Por un lado, la república es un ideal político, es el evangelio al que todo buen gobierno aspira.
Pero también es una verdad a la que se puede llegar a través de la transformación de la
república escrita de las constituciones en una república posible y adecuada al medio social,
geográfico y cultural donde debe implantarse (Alberdi, Sistema s/f:29, 65, 210, 219). Por el
otro, la república adquiere una evaluación determinada según el campo semántico en el que
participa. Por ejemplo, la república desértica, el feudalismo republicano y la república
despótica son tres males a erradicar, mientras que la república organizada, el gobierno de la
ley y el gobierno representativo son buenos usos republicanos a los que debemos aspirar
(Alberdi, Sistema s/f:108, 188, 110, 134-5, 143, 214).
Sin embargo, y antes que nada, la república es una forma de gobierno opuesta a la monarquía,
pero que también puede ser objeto de dos subformas posibles: la unitaria y la federal (Alberdi,
Sistema s/f: 48, 89, 99, 163).

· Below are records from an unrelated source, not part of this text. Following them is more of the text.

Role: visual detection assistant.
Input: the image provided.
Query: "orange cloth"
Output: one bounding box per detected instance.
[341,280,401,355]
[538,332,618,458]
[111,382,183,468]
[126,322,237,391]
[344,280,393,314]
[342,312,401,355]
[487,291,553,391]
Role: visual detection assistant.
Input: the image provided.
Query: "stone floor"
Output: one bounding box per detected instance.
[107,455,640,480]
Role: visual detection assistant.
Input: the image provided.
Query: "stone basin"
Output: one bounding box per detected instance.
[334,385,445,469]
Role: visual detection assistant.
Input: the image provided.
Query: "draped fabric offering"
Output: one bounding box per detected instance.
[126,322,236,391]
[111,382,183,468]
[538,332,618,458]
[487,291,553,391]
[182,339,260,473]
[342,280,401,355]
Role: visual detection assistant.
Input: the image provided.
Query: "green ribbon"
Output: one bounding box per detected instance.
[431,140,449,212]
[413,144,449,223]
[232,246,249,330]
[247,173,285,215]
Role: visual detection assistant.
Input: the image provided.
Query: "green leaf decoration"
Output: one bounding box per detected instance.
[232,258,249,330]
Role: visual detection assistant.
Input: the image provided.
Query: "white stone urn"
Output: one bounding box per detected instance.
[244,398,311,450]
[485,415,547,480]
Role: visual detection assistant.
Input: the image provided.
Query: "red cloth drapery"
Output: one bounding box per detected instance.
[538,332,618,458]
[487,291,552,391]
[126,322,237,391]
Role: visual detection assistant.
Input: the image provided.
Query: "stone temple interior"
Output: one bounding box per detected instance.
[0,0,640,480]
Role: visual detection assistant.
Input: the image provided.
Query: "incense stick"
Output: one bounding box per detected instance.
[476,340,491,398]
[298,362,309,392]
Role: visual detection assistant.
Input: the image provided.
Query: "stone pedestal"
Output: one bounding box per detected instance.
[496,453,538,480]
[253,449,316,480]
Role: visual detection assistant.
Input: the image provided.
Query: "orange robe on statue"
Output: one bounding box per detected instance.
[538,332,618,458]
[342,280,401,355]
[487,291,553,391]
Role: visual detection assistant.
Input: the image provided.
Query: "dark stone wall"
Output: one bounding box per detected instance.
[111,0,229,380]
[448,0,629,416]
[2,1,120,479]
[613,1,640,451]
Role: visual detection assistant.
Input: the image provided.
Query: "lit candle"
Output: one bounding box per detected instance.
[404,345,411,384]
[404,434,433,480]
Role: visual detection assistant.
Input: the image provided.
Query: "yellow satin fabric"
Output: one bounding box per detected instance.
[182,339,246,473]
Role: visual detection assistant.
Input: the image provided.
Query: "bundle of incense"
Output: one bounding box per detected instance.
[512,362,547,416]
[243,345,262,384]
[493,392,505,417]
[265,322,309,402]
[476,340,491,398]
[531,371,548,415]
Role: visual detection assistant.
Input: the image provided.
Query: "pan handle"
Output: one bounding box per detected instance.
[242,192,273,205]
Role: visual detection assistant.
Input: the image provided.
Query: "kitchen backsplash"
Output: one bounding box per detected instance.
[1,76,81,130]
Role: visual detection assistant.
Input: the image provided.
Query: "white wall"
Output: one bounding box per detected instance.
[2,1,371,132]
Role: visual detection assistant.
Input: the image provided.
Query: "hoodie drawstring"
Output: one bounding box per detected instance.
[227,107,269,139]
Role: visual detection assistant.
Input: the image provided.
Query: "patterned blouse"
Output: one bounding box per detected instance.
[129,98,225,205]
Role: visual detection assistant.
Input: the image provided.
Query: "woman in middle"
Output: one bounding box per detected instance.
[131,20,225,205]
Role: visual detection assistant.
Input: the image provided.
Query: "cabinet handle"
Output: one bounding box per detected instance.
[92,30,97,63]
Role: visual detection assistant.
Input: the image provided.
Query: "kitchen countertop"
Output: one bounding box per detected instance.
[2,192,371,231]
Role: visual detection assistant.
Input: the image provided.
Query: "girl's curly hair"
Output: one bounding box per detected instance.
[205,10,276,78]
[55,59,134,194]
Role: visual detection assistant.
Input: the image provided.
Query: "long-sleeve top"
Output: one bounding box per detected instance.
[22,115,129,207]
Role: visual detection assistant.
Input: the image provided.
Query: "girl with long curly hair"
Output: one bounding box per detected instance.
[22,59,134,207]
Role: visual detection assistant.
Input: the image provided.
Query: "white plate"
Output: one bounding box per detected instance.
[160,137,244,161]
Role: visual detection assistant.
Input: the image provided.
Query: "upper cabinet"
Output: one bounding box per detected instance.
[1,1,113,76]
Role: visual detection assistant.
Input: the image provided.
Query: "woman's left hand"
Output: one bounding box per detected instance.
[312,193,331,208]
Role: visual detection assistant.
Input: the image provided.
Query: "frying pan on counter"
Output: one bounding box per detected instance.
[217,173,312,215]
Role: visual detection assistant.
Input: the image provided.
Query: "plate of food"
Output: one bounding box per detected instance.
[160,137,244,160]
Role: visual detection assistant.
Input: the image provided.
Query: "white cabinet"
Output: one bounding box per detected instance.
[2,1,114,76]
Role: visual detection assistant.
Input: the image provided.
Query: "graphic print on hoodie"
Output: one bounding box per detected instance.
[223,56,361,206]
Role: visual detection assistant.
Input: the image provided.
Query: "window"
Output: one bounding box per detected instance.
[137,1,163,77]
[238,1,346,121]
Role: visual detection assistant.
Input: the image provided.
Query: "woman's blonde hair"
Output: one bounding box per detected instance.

Esta asociación conceptual nos lleva al ideal del gobierno mixto
y a la propuesta de la república centralizada como subsidiaria no monárquica de los buenos
gobiernos europeos4.
En La Monarquía5, Alberdi (1970:143) se transforma en un crítico radical de la condición
“actual”, es decir, aquella que corresponde con el momento de producción de ese escrito, que
predominaba en las repúblicas sudamericanas en particular, y en las hispanoamericanas en
general. Alberdi acusa de “su” desgracia a quienes han hecho del republicanismo un
fanatismo o un nuevo culto. Esta postura se articula con las críticas que en El Crimen de
Guerra (2003:159) y en La omnipotencia va a realizar a aquellos amantes del patriotismo
anacrónico y bélico de las repúblicas antiguas, y a quienes por su espíritu revoltoso no pueden
comprender que los gobiernos estables deben poner fin al ciclo de las revoluciones.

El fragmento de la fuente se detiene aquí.